The summer before Edward died there was another day spent on the Bluebell Railway. It was arranged with little to no warning and entirely because it was exactly the sort of day we all wanted. I was put in charge of sandwiches and being stressful. Pete took charge of all timings and having an opinion. Edward managed getting out of bed and Dad neatly tied everything together by knowing where they kept the Bluebell Railway and enjoying absolutely every part of this ragtag day. And what a day it was. The weather turned up and the Bluebell - ever the beautiful host - was a delight. Edward was in his element. The consummate train geek, the man looking over his empire and understanding it was good. He spent a lot of his childhood ‘doing trains’. He famously, when asked by a very attractive girl in Edinburgh what his thing was, admitted that yeah drugs are good but have you ever got into trains? He meant really got into trains, because as those in the know will tell you - it’s a detail orientated sport. Forget the go-to ‘bloke at the end of a platform with camcorder’ image, because that is only the surface. What you are negating to add is that small WHSmith’s value notepad (bought in bulk twenty year-a-go) in the top packet of their well worn anorak. There you will find pages of numbers that are diligently ticked and amassed. I have no idea of the validity of this image, but I’d like it to be true because we need more engaged and sincere people in the world, not fewer. But I’ll tell you something undeniable - Edward knew about trains. He knew their stories, he knew the details and he knew the language. Edward was comfortable amongst other enthusiasts. And in him they saw a friend and equal. He also - I am sure we can agree here - knew how to have an adventure. He understood the allure of trains and the excitement of them. He was able to understand them as living things, these magnificent engines cutting across the country. If you have ever been on a steam train you will have seen the faces of people as you pass by them - steam engines just are exciting. They are tantalising and full of wonder.

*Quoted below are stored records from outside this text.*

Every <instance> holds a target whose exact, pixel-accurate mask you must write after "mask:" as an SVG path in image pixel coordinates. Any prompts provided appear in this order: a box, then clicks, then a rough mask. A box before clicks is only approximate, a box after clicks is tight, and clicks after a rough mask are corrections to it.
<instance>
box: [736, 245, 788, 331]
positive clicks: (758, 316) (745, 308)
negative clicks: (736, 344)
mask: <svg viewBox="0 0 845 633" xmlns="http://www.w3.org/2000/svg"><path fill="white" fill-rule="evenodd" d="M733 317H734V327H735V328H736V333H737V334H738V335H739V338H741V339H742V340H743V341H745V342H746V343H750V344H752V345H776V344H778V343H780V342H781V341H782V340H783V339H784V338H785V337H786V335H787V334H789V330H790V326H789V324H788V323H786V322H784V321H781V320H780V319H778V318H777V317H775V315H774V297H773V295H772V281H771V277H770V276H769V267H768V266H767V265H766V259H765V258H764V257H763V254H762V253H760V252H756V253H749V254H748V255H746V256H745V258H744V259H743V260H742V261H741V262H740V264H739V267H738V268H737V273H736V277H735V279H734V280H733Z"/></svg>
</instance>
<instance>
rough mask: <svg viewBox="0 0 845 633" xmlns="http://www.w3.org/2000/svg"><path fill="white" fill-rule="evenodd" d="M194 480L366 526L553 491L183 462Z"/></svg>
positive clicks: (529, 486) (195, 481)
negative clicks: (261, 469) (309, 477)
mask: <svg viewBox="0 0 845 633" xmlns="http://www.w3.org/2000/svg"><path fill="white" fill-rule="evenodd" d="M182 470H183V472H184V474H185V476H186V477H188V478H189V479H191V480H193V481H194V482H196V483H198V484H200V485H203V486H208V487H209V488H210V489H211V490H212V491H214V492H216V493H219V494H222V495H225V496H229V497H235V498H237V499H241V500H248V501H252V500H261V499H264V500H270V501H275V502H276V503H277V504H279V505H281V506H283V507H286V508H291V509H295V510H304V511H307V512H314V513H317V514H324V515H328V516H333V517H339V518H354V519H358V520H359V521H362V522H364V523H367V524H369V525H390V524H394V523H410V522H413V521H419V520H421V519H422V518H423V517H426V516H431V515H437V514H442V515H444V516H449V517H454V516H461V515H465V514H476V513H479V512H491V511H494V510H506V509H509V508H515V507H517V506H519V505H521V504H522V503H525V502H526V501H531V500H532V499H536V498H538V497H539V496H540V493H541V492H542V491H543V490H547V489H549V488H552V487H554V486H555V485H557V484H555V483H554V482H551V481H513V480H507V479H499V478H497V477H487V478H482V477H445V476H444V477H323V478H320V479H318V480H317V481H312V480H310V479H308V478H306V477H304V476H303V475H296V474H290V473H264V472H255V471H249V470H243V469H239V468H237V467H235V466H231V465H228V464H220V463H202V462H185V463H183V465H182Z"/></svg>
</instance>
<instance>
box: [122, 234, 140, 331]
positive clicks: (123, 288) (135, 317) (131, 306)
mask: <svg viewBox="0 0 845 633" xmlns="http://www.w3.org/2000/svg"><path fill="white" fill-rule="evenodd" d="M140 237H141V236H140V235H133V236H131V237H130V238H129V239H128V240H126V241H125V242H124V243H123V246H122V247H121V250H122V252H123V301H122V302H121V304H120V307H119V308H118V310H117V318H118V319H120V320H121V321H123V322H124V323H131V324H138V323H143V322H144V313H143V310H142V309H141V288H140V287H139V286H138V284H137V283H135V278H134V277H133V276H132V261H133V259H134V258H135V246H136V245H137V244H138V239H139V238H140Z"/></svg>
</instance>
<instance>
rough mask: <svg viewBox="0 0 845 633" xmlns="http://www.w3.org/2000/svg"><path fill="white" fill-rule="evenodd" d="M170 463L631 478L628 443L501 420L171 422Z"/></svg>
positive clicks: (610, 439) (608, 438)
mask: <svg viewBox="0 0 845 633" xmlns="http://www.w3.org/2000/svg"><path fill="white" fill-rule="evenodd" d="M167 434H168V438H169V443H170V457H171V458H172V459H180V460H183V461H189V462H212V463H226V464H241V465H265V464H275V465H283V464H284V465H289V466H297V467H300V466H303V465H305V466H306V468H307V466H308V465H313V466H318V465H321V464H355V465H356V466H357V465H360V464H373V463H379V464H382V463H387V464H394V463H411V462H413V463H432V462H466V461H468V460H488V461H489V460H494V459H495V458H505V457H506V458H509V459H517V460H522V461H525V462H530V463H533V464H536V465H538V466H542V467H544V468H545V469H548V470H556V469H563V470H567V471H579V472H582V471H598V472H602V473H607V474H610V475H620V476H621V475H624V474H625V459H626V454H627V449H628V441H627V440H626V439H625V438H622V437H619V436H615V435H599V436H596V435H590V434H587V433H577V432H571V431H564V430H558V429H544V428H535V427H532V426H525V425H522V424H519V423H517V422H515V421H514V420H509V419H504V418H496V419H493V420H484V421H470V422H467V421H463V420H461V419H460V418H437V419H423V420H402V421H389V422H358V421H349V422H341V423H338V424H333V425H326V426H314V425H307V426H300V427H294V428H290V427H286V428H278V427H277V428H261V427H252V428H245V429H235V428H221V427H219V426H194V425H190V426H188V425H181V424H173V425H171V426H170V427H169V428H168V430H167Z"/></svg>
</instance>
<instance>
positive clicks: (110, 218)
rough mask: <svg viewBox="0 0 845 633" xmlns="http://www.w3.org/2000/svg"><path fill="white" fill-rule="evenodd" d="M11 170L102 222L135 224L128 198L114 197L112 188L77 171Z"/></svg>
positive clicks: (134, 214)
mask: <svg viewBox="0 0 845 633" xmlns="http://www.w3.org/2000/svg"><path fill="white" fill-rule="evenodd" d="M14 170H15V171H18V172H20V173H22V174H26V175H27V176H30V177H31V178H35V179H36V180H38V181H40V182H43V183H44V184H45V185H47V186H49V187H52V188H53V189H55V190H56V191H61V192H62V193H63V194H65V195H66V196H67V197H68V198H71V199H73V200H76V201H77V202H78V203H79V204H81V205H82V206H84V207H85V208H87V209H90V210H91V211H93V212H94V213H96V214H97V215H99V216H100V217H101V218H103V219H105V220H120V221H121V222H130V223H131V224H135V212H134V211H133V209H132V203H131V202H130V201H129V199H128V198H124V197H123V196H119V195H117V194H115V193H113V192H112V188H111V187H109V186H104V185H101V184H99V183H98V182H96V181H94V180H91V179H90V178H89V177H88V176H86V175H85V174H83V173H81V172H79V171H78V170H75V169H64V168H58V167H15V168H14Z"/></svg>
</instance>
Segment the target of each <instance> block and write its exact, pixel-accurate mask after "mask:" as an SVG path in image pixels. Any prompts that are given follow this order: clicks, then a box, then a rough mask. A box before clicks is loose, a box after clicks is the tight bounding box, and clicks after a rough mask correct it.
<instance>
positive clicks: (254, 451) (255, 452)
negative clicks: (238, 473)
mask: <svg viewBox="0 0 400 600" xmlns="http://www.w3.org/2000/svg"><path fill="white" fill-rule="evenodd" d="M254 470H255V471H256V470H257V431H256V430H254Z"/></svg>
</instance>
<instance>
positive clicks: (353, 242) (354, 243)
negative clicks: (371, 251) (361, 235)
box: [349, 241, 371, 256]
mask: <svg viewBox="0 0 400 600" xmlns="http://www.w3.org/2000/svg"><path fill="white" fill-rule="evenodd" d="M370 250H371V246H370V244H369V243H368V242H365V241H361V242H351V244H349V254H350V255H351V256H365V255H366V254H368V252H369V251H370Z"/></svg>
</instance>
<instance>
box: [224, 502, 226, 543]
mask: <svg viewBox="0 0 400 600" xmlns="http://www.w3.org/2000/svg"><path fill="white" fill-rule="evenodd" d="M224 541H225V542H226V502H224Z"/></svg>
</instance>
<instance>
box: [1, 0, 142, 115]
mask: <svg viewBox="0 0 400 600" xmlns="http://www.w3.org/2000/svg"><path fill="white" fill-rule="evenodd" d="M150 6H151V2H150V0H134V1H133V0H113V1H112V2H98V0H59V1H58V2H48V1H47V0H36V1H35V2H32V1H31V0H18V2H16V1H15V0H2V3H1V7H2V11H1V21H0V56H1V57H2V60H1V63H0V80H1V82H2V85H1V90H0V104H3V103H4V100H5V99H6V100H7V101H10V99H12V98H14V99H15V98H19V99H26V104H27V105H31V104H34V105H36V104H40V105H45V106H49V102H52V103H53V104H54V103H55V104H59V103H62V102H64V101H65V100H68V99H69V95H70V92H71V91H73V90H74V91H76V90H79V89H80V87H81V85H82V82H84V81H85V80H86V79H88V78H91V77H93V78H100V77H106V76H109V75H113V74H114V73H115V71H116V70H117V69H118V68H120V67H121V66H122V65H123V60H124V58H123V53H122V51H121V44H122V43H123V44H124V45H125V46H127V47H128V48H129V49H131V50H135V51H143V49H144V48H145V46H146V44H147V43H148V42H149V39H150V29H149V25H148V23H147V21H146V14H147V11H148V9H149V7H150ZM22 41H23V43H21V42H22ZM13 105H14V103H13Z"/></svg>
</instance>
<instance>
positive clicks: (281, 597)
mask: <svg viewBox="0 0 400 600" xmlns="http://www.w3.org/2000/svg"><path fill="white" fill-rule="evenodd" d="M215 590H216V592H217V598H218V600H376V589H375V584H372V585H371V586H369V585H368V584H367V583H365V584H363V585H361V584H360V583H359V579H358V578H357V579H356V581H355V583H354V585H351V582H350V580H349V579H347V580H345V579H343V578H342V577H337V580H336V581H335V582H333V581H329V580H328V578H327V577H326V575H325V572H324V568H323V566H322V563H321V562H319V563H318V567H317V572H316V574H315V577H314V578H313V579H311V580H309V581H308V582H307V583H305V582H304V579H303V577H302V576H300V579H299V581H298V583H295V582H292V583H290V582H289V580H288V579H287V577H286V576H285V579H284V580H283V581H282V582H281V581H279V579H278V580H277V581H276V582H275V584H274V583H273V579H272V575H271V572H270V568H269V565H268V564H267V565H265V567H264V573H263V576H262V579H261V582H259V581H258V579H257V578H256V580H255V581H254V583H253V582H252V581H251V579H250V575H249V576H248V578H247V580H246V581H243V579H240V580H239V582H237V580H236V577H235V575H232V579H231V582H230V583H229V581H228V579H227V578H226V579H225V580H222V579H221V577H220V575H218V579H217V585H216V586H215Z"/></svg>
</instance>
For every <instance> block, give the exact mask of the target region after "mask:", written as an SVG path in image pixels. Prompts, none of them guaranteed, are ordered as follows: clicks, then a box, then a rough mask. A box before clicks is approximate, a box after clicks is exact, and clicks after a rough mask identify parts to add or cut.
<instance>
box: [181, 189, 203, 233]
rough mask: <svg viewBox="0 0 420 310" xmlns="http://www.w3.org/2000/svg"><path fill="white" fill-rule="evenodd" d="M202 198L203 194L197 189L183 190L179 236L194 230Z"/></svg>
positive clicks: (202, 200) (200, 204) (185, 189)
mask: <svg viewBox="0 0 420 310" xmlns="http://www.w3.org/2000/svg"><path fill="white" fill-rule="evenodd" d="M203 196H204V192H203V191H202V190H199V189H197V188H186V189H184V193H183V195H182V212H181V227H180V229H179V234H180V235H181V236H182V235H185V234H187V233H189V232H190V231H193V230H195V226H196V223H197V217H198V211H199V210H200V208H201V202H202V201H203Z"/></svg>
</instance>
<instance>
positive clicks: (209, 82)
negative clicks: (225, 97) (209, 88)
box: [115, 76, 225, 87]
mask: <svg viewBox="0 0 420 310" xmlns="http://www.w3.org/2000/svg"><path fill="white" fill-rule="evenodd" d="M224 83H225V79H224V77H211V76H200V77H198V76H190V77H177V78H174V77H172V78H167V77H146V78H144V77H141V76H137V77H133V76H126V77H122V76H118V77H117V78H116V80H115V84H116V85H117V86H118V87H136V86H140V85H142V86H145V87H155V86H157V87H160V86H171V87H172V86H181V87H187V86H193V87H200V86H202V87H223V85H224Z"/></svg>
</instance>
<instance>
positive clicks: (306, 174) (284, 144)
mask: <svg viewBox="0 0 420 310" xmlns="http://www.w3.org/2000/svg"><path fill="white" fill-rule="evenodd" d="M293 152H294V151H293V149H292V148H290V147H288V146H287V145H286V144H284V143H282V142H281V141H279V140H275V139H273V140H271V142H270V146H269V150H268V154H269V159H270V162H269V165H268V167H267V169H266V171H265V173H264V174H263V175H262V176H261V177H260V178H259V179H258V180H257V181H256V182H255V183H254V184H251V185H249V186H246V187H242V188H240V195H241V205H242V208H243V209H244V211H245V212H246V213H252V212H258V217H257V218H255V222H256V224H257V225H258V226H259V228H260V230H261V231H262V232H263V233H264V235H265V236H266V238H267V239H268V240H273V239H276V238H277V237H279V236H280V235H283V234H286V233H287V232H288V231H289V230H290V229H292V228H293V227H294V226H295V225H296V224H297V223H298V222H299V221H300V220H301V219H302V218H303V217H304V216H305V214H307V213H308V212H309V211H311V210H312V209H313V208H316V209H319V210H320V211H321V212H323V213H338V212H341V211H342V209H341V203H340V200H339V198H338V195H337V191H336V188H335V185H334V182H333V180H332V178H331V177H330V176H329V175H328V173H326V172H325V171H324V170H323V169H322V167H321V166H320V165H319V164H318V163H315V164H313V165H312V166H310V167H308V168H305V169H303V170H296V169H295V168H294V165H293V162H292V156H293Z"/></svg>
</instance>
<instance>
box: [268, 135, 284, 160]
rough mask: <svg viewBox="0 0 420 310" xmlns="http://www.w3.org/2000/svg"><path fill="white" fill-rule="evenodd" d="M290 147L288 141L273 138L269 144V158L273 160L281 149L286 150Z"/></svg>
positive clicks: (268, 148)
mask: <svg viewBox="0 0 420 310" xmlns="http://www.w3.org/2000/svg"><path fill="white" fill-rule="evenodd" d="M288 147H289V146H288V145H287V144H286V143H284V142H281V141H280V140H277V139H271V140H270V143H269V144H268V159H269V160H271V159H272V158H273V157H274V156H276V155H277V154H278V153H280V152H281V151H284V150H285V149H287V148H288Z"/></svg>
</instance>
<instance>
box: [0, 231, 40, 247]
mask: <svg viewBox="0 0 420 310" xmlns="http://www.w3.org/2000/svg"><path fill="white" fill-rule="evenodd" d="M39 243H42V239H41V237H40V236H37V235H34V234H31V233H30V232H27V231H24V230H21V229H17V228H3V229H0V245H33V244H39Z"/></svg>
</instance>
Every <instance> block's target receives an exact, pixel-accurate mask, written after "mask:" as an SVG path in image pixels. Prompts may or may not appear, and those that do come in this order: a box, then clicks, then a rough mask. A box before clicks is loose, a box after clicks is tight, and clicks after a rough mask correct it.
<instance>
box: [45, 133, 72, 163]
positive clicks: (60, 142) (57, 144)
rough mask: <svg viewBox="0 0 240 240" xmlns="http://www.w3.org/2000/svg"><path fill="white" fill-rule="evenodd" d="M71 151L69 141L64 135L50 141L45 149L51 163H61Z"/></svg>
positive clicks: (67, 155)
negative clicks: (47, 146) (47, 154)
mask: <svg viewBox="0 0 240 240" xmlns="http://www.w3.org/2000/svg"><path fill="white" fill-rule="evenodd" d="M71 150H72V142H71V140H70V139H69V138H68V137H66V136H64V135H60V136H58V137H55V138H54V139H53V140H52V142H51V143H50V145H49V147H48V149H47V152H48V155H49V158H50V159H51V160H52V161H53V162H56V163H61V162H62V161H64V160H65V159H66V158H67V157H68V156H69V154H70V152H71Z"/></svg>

I now work for a company that operates trains, including probably the most famous of all trains - The Orient Express. In March this year, when we were allowed out of doors, I took my twin on the Asian equivalent of this train. We snaked, slowly and luxuriously, down from Bangkok to Singapore. There was champagne, endless scenery, several daily outfit changes, open air carriages, a piano man and all the hallmarks of a bi-gone era. We departed from the central train station at 6pm so that we could, with sparkling wine in hand, watch the sunset over Bangkok. We spent the days reading in beautiful lounges, embracing the 5pm gin and tonics and seeing South-East Asia as I will never see it again. This is what trains give you - that return to some perfect part of your imagination, where there are rolling green hills and someone waiting at the platform at the other end.
When this is over I will duly take myself to Paddington and embrace all the awfulness of GWR. I will do this because I want to get home quicker than any other transport will allow. I also want to see Moulsford school and the greenery of Oxfordshire as London, and this odd isolation, disappears behind me.
Here’s a lovely thing
I found this gem in my memory box. It’s from when my Dad travelled from London to Melbourne in order to see me but also - I suspect - so that I could take him on the Puffing Billy. And that is why we need more people who love trains, because truly it’s a ticket to a lot of shared adventures & mad dashes on the way home.